For whilst I remember the 1980’s as a time of great upheaval, terrible hardship for some and excessive greed by a few, I also remember the Free Nelson Mandela concert, Live Aid, Children in Need and unprecedented levels of charity. It turned out that given economic freedom most were more than willing to do the right thing, yet much of the recent ‘history’ paints a colourful picture of cartoon villainy; beware the evil Thatcher beast that would ‘cheerfully’ destroy communities and ‘gladly attack’ the poor. A litany repeated whilst staring down those who would point out the folly of this thinking seems designed to silence the critics - for who would be associated with such monsters?

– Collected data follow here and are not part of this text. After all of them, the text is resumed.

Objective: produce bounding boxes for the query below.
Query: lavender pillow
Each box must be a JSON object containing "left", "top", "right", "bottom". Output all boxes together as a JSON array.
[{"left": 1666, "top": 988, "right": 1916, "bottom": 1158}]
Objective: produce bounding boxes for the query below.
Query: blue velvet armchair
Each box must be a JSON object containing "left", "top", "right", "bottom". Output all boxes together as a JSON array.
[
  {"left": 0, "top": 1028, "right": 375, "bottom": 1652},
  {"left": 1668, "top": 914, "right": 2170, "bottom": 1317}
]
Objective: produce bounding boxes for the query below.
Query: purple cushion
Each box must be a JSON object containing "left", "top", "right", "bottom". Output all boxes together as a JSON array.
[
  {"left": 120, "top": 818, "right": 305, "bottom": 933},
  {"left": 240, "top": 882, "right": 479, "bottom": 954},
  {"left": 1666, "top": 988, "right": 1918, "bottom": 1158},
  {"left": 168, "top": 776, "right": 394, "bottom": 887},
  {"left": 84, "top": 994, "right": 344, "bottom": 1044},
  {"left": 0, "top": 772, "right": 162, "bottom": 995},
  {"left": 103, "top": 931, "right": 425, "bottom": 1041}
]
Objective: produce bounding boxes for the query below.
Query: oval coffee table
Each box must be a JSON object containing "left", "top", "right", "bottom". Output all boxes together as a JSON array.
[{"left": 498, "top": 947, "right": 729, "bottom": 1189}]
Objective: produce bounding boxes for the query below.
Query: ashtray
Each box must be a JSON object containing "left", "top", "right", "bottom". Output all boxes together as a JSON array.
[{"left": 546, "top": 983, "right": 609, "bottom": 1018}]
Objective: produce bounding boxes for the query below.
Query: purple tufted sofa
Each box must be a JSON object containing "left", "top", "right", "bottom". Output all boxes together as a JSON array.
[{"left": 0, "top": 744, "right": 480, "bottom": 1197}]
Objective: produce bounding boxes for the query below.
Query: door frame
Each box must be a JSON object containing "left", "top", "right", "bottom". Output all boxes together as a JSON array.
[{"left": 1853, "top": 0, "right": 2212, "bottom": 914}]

I would. I have my truth. What's yours?

Sunday, 7 November 2010

Bonfire night: special edition

Last night was dry, which made a change from the previous day where every time I looked up I got a face full of water. It’s not easy watching fireworks in the rain, but we had a good time and knew we had the main show the following day. We didn’t stay for the whole display, it was good but it was incidental. Little Miss R got her overpriced piece of plastic flashing crap and smiled a lot, so I smiled a lot. It’s the sense of occasion we look forward to and possibly for my daughter the knowledge that I’d carry her home. My shoulders ache but I wouldn’t have it any other way.

Friday, 5 November 2010

Ending the week

I’m tired. I’ve spent the home part of my week adapting to the school run, housework, cooking the dinner and trying to watch re-runs of Star Trek: DS9. I’ve spent the work part of my week grappling with legacy code, though in the absence of an environment in which to ask questions or generate ideas it’s a solitary experience. That’s not a criticism, merely acknowledging the realities of working in such a small office. It’s not dissimilar to my first job in which I spent six years with ever-decreasing staff numbers before deciding to take a peek at the world outside. This time we are at least connected, you and I, though whether we’ll ever understand each other. The internet brings us together and emphasises the distance between, provides answers and a constant reminder of how little I know.

So I looked forward to the supporting act to this weekend’s firework displays. Little Miss R and I forsook the car and umbrellas and instead took a short walk to watch a quick display of very loud bangs and dazzling colour. It tipped down. We had a lot of fun.